Antiretroviral drugs reduce HIV in the bloodstream, making HIV infection a chronic disease rather than a terminal one.
In Latin America and the Caribbean, about 400,000 people are believed to need AIDS drugs and about 55 percent are getting them. In Africa, an estimated 4.4-million people need drugs but only 2 percent are getting them.
The biggest success story is Brazil, thanks to a program of crisis management that has been praised by AIDS experts.
With a population of nearly 180-million, Brazil has by far the largest number of patients. By manufacturing cheap generic versions of the otherwise expensive AIDS drug cocktail and offering them free to all who need them, the country has put itself at the forefront of Latin America's war on AIDS.
Brazil's drug industry faced a threat when the country entered the World Trade Organization, which mandates compliance with trademark rules. But it was able to negotiate deep discounts with pharmaceutical makers simply by threatening to break the rules if treatments became too costly.

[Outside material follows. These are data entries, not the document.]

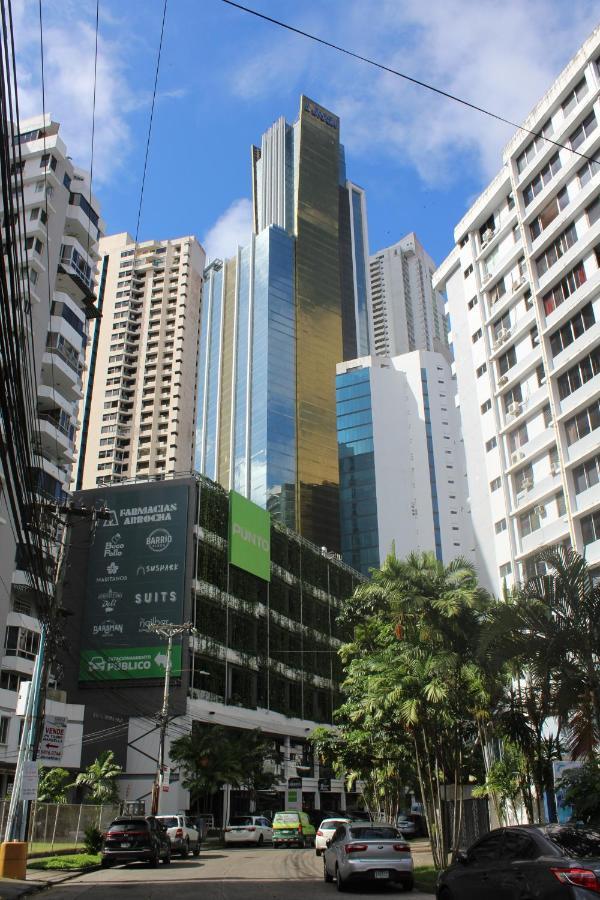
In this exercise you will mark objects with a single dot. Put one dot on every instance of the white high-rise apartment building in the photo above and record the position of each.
(402, 464)
(523, 289)
(406, 311)
(62, 225)
(139, 404)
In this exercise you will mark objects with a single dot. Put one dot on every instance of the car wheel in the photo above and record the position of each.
(341, 884)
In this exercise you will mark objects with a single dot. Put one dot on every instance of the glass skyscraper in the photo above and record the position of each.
(276, 319)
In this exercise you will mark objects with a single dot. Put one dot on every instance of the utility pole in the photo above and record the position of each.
(16, 825)
(169, 631)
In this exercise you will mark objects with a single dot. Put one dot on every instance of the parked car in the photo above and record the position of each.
(130, 838)
(182, 834)
(545, 862)
(325, 832)
(363, 851)
(248, 830)
(407, 826)
(293, 827)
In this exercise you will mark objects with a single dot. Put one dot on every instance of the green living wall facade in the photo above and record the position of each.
(265, 644)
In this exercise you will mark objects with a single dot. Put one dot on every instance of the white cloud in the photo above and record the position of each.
(503, 59)
(69, 80)
(231, 230)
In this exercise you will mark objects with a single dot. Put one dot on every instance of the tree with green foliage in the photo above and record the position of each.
(100, 779)
(582, 792)
(412, 671)
(53, 785)
(212, 756)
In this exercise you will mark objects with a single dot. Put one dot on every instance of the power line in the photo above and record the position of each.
(424, 84)
(162, 31)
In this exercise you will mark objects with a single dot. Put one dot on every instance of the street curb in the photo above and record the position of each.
(74, 873)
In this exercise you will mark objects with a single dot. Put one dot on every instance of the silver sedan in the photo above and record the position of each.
(361, 851)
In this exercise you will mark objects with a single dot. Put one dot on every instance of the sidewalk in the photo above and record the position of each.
(11, 888)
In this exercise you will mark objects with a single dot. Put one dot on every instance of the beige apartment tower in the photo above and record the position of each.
(139, 397)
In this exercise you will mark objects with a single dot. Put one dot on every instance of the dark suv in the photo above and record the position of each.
(131, 838)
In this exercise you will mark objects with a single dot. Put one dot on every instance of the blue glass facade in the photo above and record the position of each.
(431, 460)
(362, 330)
(358, 497)
(262, 413)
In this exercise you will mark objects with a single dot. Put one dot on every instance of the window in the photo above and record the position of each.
(585, 129)
(593, 211)
(583, 423)
(571, 330)
(532, 149)
(507, 361)
(541, 179)
(590, 168)
(530, 521)
(590, 528)
(587, 474)
(549, 213)
(582, 372)
(518, 438)
(564, 288)
(574, 96)
(541, 374)
(556, 249)
(487, 849)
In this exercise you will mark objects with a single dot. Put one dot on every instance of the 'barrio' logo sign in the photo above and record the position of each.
(249, 536)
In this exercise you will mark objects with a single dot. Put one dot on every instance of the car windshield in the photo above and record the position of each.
(129, 825)
(576, 843)
(380, 833)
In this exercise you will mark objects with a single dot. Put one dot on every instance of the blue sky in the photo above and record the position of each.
(226, 76)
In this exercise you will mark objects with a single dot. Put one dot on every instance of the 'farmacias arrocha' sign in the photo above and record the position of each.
(136, 577)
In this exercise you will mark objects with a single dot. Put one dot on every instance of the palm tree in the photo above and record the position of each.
(428, 675)
(100, 778)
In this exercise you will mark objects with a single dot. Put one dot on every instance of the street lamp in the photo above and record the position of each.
(168, 631)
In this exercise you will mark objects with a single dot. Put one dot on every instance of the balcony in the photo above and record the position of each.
(74, 276)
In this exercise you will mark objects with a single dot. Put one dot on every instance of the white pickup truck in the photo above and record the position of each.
(183, 835)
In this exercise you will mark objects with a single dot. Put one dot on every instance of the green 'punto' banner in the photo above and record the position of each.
(136, 577)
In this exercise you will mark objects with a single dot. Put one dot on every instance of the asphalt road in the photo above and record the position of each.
(233, 874)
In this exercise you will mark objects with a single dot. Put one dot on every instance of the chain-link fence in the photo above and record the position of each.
(61, 826)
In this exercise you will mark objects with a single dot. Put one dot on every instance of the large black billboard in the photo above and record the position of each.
(136, 577)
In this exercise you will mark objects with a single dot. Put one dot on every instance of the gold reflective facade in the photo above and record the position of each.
(318, 324)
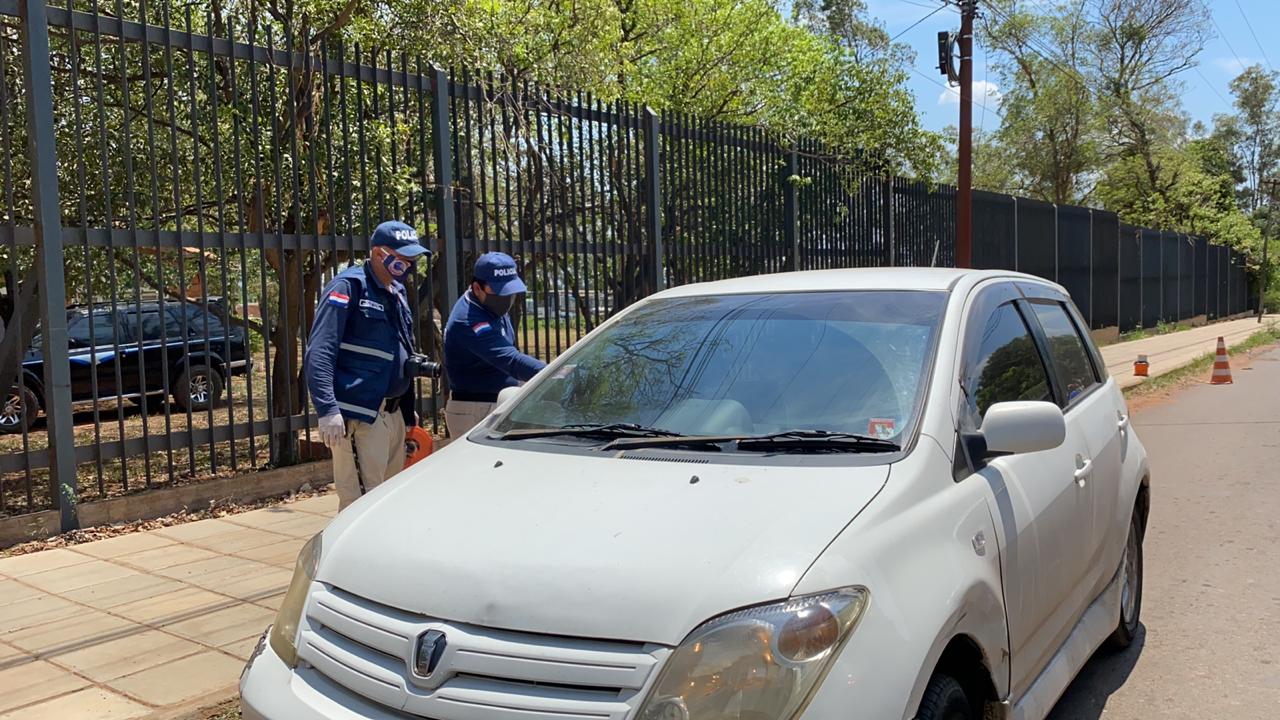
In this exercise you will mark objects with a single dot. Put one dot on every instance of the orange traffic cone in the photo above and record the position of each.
(1141, 367)
(1221, 368)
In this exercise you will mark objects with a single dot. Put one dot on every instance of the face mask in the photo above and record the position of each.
(397, 267)
(499, 305)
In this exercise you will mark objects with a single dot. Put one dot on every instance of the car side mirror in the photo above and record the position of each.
(1023, 427)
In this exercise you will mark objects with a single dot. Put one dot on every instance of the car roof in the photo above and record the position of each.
(851, 278)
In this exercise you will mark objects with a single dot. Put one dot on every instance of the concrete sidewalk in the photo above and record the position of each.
(146, 623)
(1168, 352)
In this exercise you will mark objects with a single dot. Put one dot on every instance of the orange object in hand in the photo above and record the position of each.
(417, 445)
(1139, 367)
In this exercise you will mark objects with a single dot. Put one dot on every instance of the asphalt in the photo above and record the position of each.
(1210, 645)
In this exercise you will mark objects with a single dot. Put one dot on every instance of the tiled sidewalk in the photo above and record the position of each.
(1168, 352)
(136, 624)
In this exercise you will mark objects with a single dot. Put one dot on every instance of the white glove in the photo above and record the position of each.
(332, 429)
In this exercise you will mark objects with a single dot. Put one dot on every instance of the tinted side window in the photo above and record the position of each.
(1005, 367)
(1070, 359)
(196, 319)
(80, 332)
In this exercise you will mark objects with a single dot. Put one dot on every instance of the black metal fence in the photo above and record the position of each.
(179, 186)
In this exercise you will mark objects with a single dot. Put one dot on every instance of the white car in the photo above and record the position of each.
(905, 493)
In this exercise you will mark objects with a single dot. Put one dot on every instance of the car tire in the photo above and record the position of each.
(197, 387)
(945, 700)
(1130, 588)
(12, 417)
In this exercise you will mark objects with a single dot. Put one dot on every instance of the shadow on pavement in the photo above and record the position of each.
(1102, 675)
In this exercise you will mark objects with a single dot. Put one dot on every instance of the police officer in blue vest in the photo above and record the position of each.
(355, 363)
(480, 352)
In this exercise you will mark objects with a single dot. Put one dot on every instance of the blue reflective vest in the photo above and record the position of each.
(355, 356)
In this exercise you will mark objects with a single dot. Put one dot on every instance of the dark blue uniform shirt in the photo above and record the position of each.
(357, 317)
(480, 354)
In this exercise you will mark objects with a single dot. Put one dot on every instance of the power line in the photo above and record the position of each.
(1228, 41)
(931, 78)
(910, 27)
(1212, 87)
(1248, 24)
(949, 89)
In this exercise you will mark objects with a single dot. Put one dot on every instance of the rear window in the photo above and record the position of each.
(1066, 350)
(1006, 365)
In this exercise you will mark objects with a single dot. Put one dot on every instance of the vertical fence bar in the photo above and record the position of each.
(790, 214)
(37, 73)
(653, 196)
(442, 153)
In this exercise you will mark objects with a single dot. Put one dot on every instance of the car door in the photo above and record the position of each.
(1036, 497)
(94, 352)
(1089, 410)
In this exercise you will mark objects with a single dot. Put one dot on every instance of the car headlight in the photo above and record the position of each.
(755, 664)
(284, 632)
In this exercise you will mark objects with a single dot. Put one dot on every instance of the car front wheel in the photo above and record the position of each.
(19, 409)
(945, 700)
(1130, 588)
(197, 387)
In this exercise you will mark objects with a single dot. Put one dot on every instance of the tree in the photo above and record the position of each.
(1048, 109)
(1141, 48)
(1256, 126)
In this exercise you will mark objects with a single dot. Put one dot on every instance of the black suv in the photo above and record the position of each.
(187, 338)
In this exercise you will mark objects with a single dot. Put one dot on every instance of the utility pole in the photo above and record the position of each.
(1272, 183)
(964, 176)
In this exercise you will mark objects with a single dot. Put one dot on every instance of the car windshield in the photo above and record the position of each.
(850, 361)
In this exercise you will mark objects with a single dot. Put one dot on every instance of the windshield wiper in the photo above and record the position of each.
(592, 431)
(807, 441)
(818, 441)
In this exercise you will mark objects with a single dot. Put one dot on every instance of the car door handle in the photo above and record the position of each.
(1083, 466)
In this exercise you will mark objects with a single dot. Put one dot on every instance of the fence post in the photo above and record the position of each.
(653, 195)
(887, 218)
(790, 208)
(442, 154)
(37, 74)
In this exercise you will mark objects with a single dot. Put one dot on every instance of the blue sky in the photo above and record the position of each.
(1205, 91)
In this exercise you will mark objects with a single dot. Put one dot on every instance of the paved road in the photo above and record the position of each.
(1211, 609)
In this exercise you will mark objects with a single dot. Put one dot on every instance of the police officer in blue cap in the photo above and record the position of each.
(356, 363)
(480, 354)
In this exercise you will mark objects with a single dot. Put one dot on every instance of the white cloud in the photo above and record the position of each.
(1234, 65)
(983, 94)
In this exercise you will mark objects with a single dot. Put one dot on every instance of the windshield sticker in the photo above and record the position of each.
(882, 428)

Brazil was a global pioneer in the manufacture of cheap generic AIDS drugs and still manufactures those patented before it signed its intellectual property law. It distributes these to patients who have not yet developed resistance and need more advanced drugs.
Brazil spends about 1.5 percent of its health budget, or $175-million a year, on anti-AIDS drugs.

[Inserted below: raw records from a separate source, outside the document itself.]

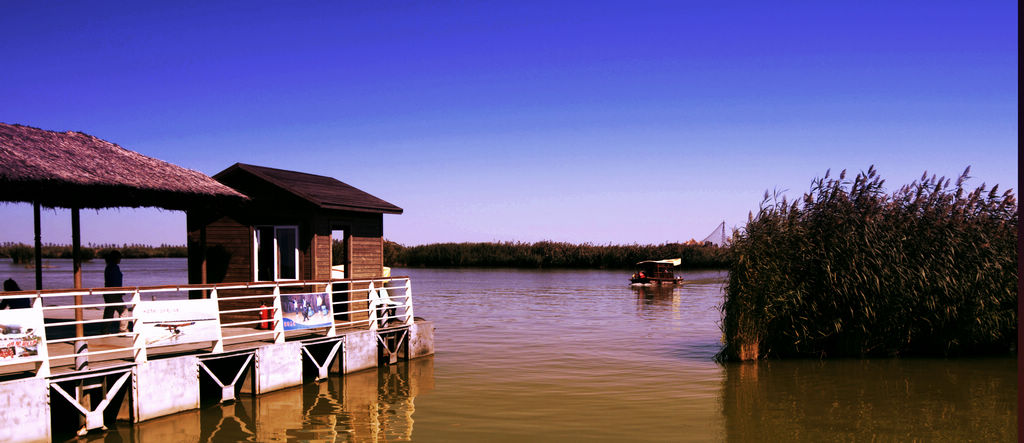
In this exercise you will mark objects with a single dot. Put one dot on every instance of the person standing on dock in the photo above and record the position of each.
(114, 278)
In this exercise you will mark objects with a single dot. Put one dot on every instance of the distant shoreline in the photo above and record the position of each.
(540, 255)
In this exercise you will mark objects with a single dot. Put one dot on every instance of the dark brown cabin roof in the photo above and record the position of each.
(325, 192)
(73, 169)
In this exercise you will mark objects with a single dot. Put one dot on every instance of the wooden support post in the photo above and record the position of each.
(218, 346)
(410, 319)
(279, 319)
(333, 330)
(39, 246)
(202, 255)
(81, 361)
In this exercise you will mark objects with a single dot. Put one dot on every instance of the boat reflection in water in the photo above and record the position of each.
(372, 405)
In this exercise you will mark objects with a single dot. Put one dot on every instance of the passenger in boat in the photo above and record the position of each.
(11, 285)
(114, 278)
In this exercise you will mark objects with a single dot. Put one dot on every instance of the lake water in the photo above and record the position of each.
(535, 355)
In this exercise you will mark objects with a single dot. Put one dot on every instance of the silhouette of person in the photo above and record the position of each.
(114, 278)
(18, 303)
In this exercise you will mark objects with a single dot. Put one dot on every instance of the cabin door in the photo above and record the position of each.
(341, 267)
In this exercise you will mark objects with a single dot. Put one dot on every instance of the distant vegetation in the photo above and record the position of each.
(552, 255)
(850, 270)
(22, 253)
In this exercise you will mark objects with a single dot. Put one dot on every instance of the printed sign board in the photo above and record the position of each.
(18, 335)
(304, 311)
(176, 321)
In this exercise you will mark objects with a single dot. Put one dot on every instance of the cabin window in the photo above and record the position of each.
(276, 253)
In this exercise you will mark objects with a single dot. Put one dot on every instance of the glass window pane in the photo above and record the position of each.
(287, 254)
(264, 254)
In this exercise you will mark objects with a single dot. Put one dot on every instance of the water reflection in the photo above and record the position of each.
(868, 400)
(368, 406)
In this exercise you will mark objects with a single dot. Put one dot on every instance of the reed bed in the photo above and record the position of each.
(551, 255)
(20, 253)
(851, 270)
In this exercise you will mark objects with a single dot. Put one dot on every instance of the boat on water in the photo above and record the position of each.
(656, 272)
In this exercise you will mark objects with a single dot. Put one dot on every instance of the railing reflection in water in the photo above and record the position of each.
(373, 405)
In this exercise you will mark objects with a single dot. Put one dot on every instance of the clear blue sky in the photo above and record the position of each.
(628, 122)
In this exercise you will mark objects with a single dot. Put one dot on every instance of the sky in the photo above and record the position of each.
(583, 122)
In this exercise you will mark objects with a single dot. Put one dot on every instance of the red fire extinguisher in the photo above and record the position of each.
(264, 314)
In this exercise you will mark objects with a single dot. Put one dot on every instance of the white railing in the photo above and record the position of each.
(165, 316)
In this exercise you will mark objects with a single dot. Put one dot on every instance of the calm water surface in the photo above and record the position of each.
(581, 356)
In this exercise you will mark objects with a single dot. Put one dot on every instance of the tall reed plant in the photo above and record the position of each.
(851, 270)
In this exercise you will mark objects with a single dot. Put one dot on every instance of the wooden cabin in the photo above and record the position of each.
(285, 230)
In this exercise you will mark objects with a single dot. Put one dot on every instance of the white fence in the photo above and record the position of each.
(164, 318)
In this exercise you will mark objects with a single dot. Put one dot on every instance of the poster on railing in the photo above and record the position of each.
(304, 311)
(176, 321)
(18, 335)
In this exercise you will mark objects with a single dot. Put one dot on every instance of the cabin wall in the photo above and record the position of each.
(228, 250)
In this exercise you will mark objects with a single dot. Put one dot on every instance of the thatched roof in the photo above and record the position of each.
(325, 192)
(72, 169)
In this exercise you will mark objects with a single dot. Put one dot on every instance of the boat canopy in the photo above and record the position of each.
(673, 262)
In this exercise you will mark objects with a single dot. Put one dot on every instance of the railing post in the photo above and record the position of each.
(138, 342)
(42, 351)
(279, 321)
(372, 301)
(409, 302)
(333, 330)
(218, 346)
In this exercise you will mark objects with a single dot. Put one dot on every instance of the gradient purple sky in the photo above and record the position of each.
(596, 122)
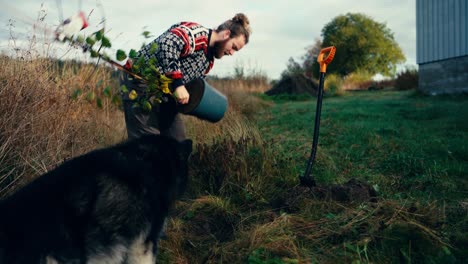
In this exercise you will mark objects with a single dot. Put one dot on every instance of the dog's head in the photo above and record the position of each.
(168, 160)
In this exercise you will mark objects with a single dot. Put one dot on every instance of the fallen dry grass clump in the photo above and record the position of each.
(48, 113)
(213, 230)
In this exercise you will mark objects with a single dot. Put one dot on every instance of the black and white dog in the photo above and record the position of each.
(107, 206)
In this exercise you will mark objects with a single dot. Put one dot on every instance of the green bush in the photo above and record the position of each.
(407, 80)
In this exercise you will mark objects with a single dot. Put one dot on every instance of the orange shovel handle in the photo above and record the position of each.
(324, 62)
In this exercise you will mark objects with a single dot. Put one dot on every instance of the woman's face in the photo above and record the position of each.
(228, 46)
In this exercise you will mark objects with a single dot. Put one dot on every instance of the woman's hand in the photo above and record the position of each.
(181, 94)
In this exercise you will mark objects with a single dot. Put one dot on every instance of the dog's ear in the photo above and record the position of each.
(185, 149)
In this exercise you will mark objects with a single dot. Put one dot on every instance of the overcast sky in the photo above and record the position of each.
(281, 28)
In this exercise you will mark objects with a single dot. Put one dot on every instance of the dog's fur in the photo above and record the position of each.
(107, 206)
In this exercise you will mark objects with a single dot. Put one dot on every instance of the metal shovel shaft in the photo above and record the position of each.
(307, 179)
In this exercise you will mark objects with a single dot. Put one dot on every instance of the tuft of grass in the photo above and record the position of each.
(42, 123)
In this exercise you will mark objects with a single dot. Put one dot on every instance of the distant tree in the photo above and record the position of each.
(362, 44)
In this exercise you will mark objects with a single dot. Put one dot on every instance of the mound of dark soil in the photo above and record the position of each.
(294, 84)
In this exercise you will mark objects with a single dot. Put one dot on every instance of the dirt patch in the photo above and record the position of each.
(351, 191)
(294, 84)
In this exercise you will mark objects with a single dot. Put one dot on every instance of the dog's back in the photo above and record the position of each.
(109, 205)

The giveaway cut the death rate in half in just four years, saving an estimated 100,000 lives. Since then, the death toll has crept back up, but only gradually.

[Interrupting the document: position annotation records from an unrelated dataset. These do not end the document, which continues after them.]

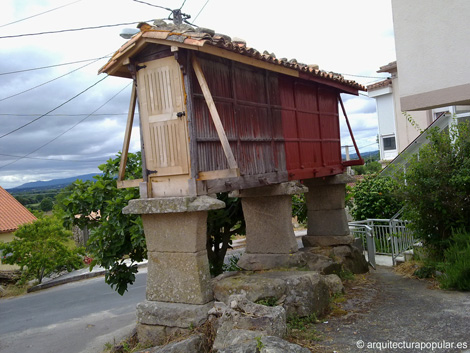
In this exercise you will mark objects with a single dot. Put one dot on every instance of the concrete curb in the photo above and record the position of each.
(59, 281)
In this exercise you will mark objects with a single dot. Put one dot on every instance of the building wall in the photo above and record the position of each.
(431, 36)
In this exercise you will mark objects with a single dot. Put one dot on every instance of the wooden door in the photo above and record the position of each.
(164, 122)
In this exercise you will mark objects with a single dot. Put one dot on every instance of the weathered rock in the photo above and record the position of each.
(258, 262)
(193, 344)
(300, 292)
(351, 258)
(172, 314)
(334, 284)
(254, 287)
(170, 232)
(320, 263)
(326, 240)
(179, 277)
(242, 314)
(268, 344)
(157, 335)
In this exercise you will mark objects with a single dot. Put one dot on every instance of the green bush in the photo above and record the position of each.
(42, 248)
(457, 262)
(436, 188)
(374, 197)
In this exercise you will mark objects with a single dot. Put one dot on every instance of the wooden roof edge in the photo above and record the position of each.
(114, 65)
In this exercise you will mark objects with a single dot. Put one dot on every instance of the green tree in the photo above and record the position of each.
(46, 204)
(114, 236)
(222, 224)
(374, 197)
(42, 248)
(436, 188)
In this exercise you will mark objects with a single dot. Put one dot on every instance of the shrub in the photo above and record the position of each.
(374, 197)
(436, 188)
(457, 262)
(41, 248)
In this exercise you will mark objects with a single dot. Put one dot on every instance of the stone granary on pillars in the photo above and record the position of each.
(218, 116)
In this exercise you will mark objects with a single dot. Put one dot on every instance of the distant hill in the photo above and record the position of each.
(51, 184)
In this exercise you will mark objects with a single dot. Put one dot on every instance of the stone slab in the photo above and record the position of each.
(173, 205)
(269, 225)
(179, 277)
(289, 188)
(172, 314)
(326, 197)
(258, 262)
(327, 222)
(175, 232)
(327, 240)
(331, 180)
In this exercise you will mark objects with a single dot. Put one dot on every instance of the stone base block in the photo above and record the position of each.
(326, 197)
(179, 277)
(158, 335)
(257, 262)
(175, 232)
(326, 240)
(327, 222)
(172, 314)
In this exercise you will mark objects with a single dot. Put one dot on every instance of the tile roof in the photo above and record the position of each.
(381, 84)
(12, 213)
(392, 66)
(185, 35)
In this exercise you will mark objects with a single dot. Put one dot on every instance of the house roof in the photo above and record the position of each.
(200, 39)
(392, 66)
(380, 84)
(12, 213)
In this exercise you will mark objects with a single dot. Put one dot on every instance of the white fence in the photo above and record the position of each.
(383, 236)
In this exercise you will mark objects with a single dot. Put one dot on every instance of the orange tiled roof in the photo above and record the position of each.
(187, 36)
(12, 213)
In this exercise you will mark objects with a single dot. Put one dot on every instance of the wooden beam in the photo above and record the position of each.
(123, 184)
(127, 135)
(232, 163)
(219, 174)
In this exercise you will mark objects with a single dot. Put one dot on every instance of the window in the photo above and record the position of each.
(389, 143)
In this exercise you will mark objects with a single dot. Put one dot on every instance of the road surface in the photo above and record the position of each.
(77, 317)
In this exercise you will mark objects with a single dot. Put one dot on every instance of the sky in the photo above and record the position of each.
(74, 119)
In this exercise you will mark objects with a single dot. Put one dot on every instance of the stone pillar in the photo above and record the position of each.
(270, 238)
(327, 222)
(179, 292)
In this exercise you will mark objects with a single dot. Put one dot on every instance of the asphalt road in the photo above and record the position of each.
(77, 317)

In 2002, 11,047 Brazilians died from the disease, only slightly more than the 11,024 who died in 1997.
In 1990, the World Bank estimated Brazil would have 1.2-million people infected with HIV by 2000. Today, authorities estimate the total is about half that many.
The Brazilian government funds five pilot programs in Latin America, providing free anti-AIDS drugs and expertise.
Most of these programs only treat about 100 patients. Brazil treats nearly everyone.